HOXB13 is a homeobox protein that is expressed in normal adult prostate and colon tissues; however, its deregulated expression was evidenced in various malignancies. To characterize the putative role of HOXB13 in cell cycle progression, we performed overexpression and siRNA-mediated knockdown studies in PC-3 and LNCaP cells. Immunohistochemistry (IHC) analyses were also performed using formalin-fixed, paraffin-embedded tissues containing normal, H-PIN and PCa sections from 20 radical prostatectomy specimens. Furthermore, when the role of HOXB13 during cell cycle progression, association with cyclins, cell growth and colony formation using real-time cell proliferation were assessed, we observed that ectopic expression of HOXB13 accumulated cells at G1 through decreasing the cyclin D1 level by promoting its ubiquitination and degradation. This loss slowed S phase entry in both cell lines examined, with an associated decrease in pRb((S780) and (S795)) phosphorylations. Contrary, siRNA-mediated depletion of HOXB13 expression noticeably increased cyclin levels, stabilized E2F1 and CDC25C, subsequent to increased pRb phosphorylations.

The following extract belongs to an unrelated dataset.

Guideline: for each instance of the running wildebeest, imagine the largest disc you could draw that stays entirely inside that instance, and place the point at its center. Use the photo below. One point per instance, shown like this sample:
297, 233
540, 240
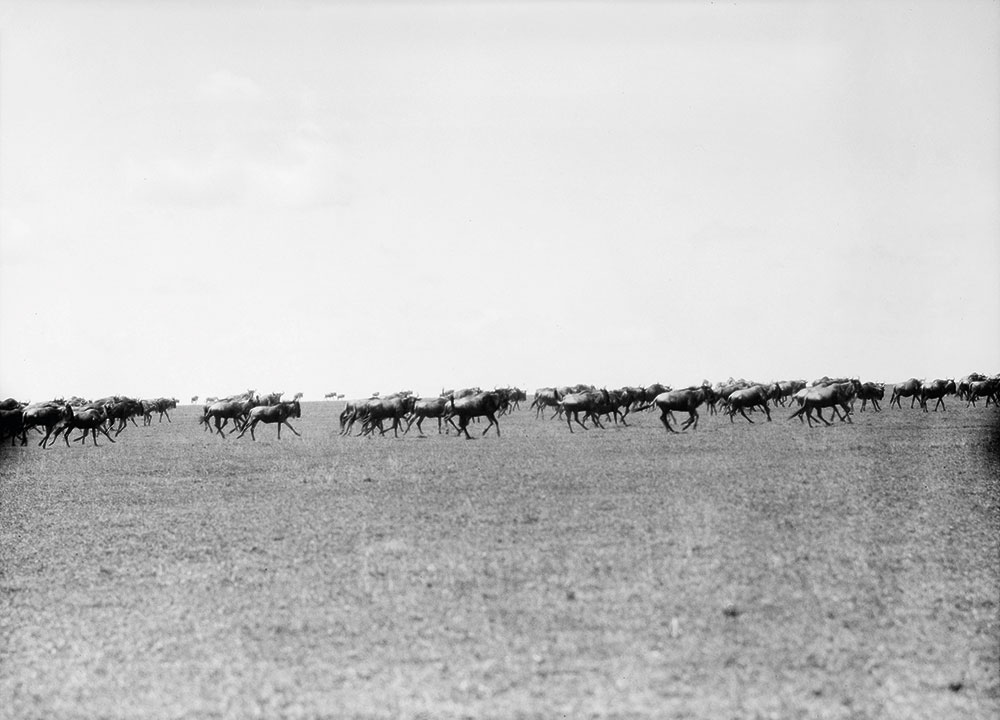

This increase in Cyclin B1 and CDC25C both together facilitated activation of cyclin B complex via dephosphorylating CDK1((T14Y15)), and resumed the G2/M transition after nocodazole synchronization. Despite an increase in the total expression level and cytoplasmic retention of HOXB13 in H-PIN and PCa samples that were observed via IHC evaluation of prostate tissues, HOXB13 depletion facilitated to an increase in PC-3 and LNCaP cell proliferation. Thus, we suggest that HOXB13 expression is required for cell cycle regulation, and increases by an unknown mechanism consequent to its functional loss in cancer.